The Recyclist’s bikey-nose sniffed out this beautiful steel Cinelli stem in a dusty Lambton garage – and on a tipoff.

Apparently Cinelli originally coloured their brass badges with fired glass enamelling ( cloisonne ), then later stem badges such as this ( and the head badges ) were painted, probably because of cost, again later finally moving to aluminium head badges, decals, simple engraving etc. in more modern times.

It is a miniature of the early Cinelli head badge “knight and shield” crest.
Current Cinelli products use the newer familiar graphic “winged C” motif.

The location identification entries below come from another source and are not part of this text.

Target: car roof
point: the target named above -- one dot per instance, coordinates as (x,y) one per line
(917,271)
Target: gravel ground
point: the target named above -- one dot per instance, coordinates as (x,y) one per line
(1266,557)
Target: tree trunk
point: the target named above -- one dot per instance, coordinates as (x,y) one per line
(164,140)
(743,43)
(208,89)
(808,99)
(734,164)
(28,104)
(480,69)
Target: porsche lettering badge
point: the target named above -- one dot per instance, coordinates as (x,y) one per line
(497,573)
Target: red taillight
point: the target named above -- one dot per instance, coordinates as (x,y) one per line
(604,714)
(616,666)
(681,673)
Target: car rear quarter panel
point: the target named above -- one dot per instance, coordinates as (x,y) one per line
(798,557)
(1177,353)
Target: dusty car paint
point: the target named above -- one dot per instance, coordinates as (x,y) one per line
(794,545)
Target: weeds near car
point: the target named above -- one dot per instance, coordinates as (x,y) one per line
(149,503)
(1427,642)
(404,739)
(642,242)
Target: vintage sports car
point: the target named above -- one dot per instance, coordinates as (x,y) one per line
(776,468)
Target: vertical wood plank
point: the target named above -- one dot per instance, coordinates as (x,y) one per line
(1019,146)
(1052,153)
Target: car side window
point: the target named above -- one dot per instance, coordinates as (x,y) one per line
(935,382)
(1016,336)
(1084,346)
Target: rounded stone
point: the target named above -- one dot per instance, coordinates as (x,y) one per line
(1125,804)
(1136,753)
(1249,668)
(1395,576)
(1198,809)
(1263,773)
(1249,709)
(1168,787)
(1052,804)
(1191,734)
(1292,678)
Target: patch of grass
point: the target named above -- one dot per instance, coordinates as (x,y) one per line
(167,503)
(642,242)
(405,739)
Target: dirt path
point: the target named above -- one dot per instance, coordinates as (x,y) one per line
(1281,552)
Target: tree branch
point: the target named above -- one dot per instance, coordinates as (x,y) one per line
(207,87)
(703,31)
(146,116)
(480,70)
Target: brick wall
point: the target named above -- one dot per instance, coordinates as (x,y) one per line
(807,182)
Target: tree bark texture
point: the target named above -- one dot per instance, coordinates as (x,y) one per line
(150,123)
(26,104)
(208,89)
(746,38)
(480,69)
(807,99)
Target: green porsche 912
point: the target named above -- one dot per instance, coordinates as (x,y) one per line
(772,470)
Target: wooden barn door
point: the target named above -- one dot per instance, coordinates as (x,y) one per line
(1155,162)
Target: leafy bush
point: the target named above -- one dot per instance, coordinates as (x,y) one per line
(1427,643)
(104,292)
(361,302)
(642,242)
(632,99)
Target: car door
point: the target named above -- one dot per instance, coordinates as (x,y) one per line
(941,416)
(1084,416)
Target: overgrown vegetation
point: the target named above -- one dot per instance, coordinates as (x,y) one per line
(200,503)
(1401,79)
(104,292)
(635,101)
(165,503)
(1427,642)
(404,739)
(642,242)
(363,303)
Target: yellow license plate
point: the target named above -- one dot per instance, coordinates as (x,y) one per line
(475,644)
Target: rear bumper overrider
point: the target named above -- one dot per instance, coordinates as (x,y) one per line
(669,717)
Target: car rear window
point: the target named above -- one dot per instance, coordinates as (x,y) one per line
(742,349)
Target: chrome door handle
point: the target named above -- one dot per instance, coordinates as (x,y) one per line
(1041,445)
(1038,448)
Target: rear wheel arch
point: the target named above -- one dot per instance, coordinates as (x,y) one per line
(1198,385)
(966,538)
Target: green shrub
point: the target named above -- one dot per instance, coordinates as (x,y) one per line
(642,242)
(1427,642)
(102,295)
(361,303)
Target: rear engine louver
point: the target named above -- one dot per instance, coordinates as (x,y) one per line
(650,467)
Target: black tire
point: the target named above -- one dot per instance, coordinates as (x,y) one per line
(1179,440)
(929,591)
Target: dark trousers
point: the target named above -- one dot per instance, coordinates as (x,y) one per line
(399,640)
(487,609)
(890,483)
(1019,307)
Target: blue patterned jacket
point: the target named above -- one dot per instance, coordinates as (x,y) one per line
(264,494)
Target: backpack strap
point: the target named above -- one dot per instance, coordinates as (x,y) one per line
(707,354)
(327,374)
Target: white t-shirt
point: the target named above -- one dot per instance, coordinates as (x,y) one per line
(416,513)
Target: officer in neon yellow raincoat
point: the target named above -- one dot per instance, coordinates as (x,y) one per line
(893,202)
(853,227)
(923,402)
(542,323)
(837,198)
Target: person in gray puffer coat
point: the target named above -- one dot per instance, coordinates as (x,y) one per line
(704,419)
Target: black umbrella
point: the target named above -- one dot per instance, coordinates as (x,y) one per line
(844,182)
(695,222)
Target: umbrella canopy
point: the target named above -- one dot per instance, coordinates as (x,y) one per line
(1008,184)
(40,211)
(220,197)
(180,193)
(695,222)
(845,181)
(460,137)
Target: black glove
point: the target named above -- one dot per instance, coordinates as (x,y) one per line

as found - shame about the 'bars

as found – shame about the ‘bars

This long reach stem was connected to some Cinelli steel drop bars ( possibly Giro d’Italia model ) though these aren’t in useable condition having rusted through in the drops area. I’m guessing 1950s to 1960s, but can’t be sure.

many years of neglect ...

many years of neglect …

I think this is the 65 degree track stem – they also made a 73deg road stem and a drooping 58deg more extreme track version as well. Condition is not great and the stem bolt is somewhat rounded off – nevertheless, these are highly collectable items.

on the popular

on the popular

It now graces my ’56 Speedwell Popular, a somewhat mundane (but faithful) steed for such a regal stem.  At least the vintage is about right !

I fitted a steel Kusuki ‘Win’ Randonneur bar, as its shape and finish are about the best match I have for this stem.

love it !

love it !

A set of curly rams-horn style steel drop bars would look great – if I can find some !

a laid back frame

a laid back frame

The laid back angles of this bike mean that the stem drop is not so pronounced, and the rando bars give back a little height.

some traces of original paint remain

some traces of original paint remain

In spite of ( or partly because of ) its worn paint condition and less than perfect chrome, it is still a thing of beauty to behold …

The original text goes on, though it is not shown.